In the following examples, the boxplot will use the mean for the middle line and mean +/- 1.96 standard deviation for the whiskers:
normMap <- BoxWhiskerDataMapping$new(
x = "Country",
y = "Age",
fill = "Sex",
ymin = tlfStatFunctions$`mean-1.96sd`,
middle = tlfStatFunctions$mean,
ymax = tlfStatFunctions$`mean+1.96sd`
)
normBoxplot <- plotBoxWhisker(
data = pkRatioData,
metaData = pkRatioMetaData,
dataMapping = normMap
)
normBoxplot
In this example, the boxplot use also mean +/- standard deviation for the box edges
normMap2 <- BoxWhiskerDataMapping$new(
x = "Country",
y = "Age",
fill = "Sex",
ymin = tlfStatFunctions$`mean-1.96sd`,
lower = tlfStatFunctions$`mean-sd`,
middle = tlfStatFunctions$mean,
upper = tlfStatFunctions$`mean+sd`,
ymax = tlfStatFunctions$`mean+1.96sd`
)
normBoxplot2 <- plotBoxWhisker(
data = pkRatioData,
metaData = pkRatioMetaData,
dataMapping = normMap2
)
normBoxplot2
Important: If you override the defaults this way, please make sure to specify this in the plot annotations as you are basically redefining a boxplot and the reader might not be aware of this and will misinterpret the plot.
3.5. Outlier functions
Default outliers are flagged when outside the range from 25th
percentiles - 1.5 x IQR to 75th percentiles + 1.5 x IQR, as suggested by
McGill and implemented by the current boxplot functions from ggplot
(geom_boxplot
). However, these default can also be
overridden.
In the following example, outliers will be flagged when values are out of the 10th-90th percentiles, while whiskers will go until these same percentiles:
outlierMap <- BoxWhiskerDataMapping$new(
x = "Country",
y = "Age",
fill = "Sex",
ymin = tlfStatFunctions$`Percentile10%`,
ymax = tlfStatFunctions$`Percentile90%`,
minOutlierLimit = tlfStatFunctions$`Percentile10%`,
maxOutlierLimit = tlfStatFunctions$`Percentile90%`
)
outlierBoxplot <- plotBoxWhisker(
data = pkRatioData,
metaData = pkRatioMetaData,
dataMapping = outlierMap
)
outlierBoxplot
3.4. plotConfiguration of boxplots:
BoxWhiskerPlotConfiguration
To define the properties of the boxes and points of the box whisker plots, a BoxWhiskerPlotConfiguration object can be defined to overwrite the default properties. The ribbons and points fields will define how the boxes and outliers will be handled.

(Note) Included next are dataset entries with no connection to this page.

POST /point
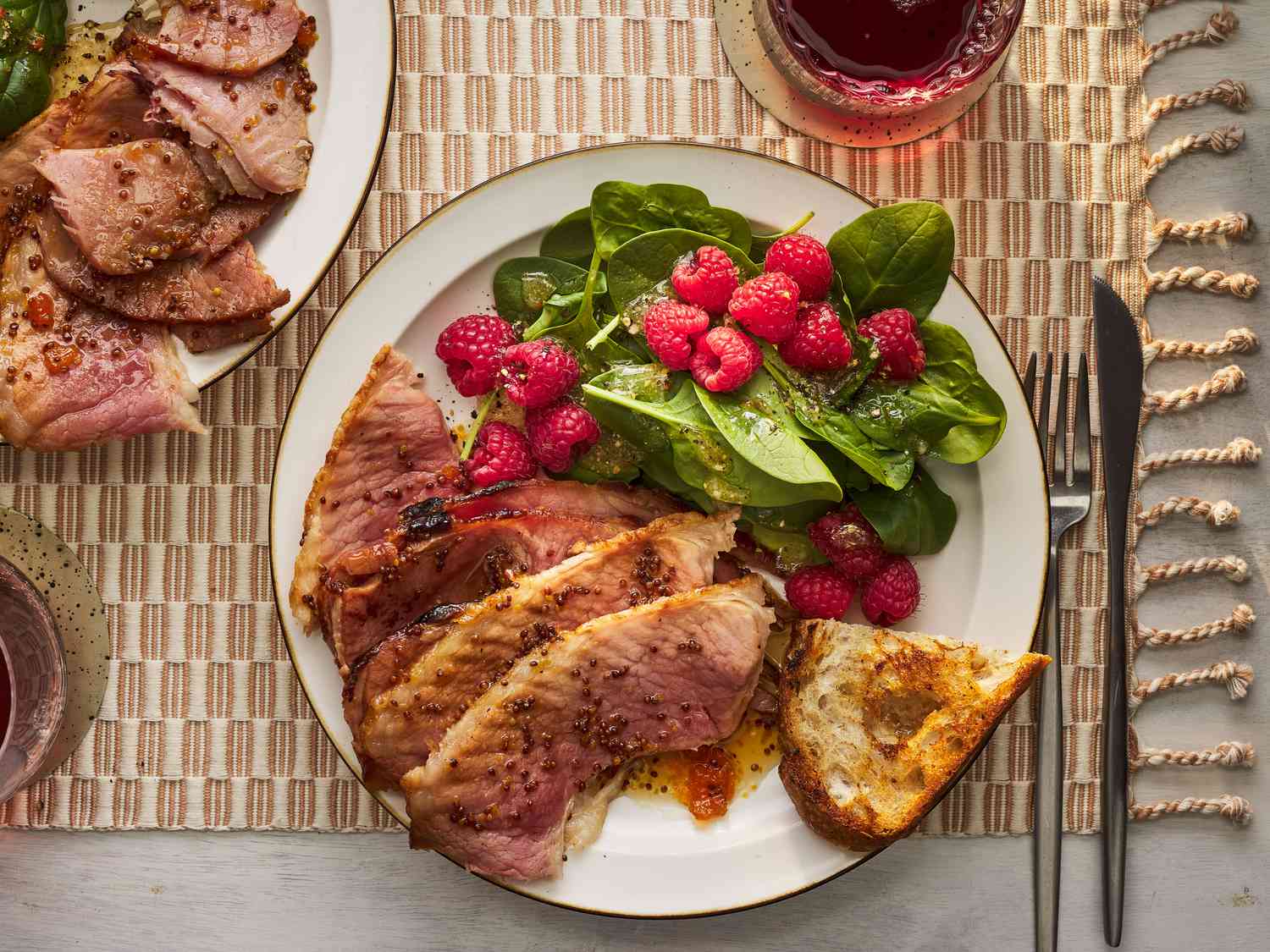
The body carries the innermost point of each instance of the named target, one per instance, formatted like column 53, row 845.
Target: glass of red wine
column 894, row 70
column 32, row 682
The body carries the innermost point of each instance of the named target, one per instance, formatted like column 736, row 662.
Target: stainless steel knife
column 1120, row 371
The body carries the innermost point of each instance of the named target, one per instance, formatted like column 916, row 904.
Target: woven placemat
column 205, row 725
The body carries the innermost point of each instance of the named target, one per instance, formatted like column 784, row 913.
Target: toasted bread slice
column 875, row 725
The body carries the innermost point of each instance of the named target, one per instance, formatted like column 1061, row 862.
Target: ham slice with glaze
column 465, row 548
column 403, row 697
column 229, row 287
column 667, row 675
column 462, row 564
column 131, row 206
column 391, row 447
column 228, row 36
column 256, row 127
column 113, row 378
column 111, row 111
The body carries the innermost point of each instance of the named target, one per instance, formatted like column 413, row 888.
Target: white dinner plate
column 653, row 860
column 355, row 68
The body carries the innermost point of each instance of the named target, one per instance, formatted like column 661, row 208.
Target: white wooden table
column 1194, row 883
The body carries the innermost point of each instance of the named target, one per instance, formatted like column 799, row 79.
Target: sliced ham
column 673, row 674
column 18, row 175
column 257, row 127
column 399, row 707
column 391, row 447
column 229, row 36
column 200, row 338
column 230, row 287
column 467, row 563
column 113, row 378
column 229, row 221
column 111, row 111
column 131, row 206
column 462, row 548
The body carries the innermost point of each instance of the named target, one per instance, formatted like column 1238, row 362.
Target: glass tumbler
column 32, row 682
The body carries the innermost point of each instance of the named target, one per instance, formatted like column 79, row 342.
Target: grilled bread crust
column 876, row 725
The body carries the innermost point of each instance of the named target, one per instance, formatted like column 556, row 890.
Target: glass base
column 781, row 84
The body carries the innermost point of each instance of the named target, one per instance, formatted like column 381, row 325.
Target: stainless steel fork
column 1069, row 489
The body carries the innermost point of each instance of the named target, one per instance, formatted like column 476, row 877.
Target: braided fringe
column 1234, row 809
column 1239, row 452
column 1224, row 140
column 1229, row 380
column 1234, row 568
column 1237, row 340
column 1221, row 230
column 1229, row 93
column 1216, row 515
column 1229, row 753
column 1234, row 677
column 1211, row 279
column 1219, row 25
column 1239, row 621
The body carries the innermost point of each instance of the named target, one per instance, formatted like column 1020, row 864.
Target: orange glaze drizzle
column 708, row 779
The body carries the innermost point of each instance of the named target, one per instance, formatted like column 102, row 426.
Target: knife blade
column 1120, row 373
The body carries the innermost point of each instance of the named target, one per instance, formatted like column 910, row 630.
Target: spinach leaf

Using the previous example where country was defined in
x
and gender as color
.
# Define a PlotConfiguration object using smart mapping
boxplotConfiguration <- BoxWhiskerPlotConfiguration$new(
data = pkRatioData,
metaData = pkRatioMetaData,
dataMapping = xPopFillSexMap
)
# Change the properties of the box colors
boxplotConfiguration$ribbons$fill <- c("pink", "dodgerblue")
boxplotConfiguration$ribbons$color <- "orange"
# Change the properties of the points (outliers)
boxplotConfiguration$points$size <- 2
boxplotConfiguration$points$shape <- Shapes$diamond
plotBoxWhisker(
data = pkRatioData,
metaData = pkRatioMetaData,
dataMapping = xPopFillSexMap,
plotConfiguration = boxplotConfiguration
)
4. Further utility of BoxWhiskerDataMapping
Since the boxplot data mapping performs an aggregation of the data,
it possible to get directly the resulting aggregated statistic as a
table using getBoxWhiskerLimits()
. Similarly, it can be
used to flag any values out of a certain range using
getOutliers()
.
For instance, using the example from section 3.5, one can get the following results
boxplotSummary <- outlierMap$getBoxWhiskerLimits(pkRatioData)
knitr::kable(boxplotSummary, digits = 2)
Country | Sex | ymin | lower | middle | upper | ymax | legendLabels |
---|---|---|---|---|---|---|---|
France | Female | 16.5 | 20.25 | 26 | 43.25 | 53.1 | |
Germany | Female | 8.8 | 12.00 | 37 | 46.50 | 52.2 | |
Canada | Male | 2.8 | 10.00 | 34 | 48.00 | 54.2 | |
Germany | Male | 1.0 | 6.00 | 28 | 39.50 | 49.0 |
outliers <- outlierMap$getOutliers(pkRatioData)
outliers <- outliers[, c("Age", "minOutlierLimit", "maxOutlierLimit", "minOutliers", "maxOutliers")]
knitr::kable(utils::head(outliers), digits = 2)
Age | minOutlierLimit | maxOutlierLimit | minOutliers | maxOutliers |
---|---|---|---|---|
48 | 2.8 | 54.2 | NA | NA |
36 | 2.8 | 54.2 | NA | NA |
52 | 2.8 | 54.2 | NA | NA |
47 | 2.8 | 54.2 | NA | NA |
0 | 2.8 | 54.2 | 0 | NA |
48 | 2.8 | 54.2 | NA | NA |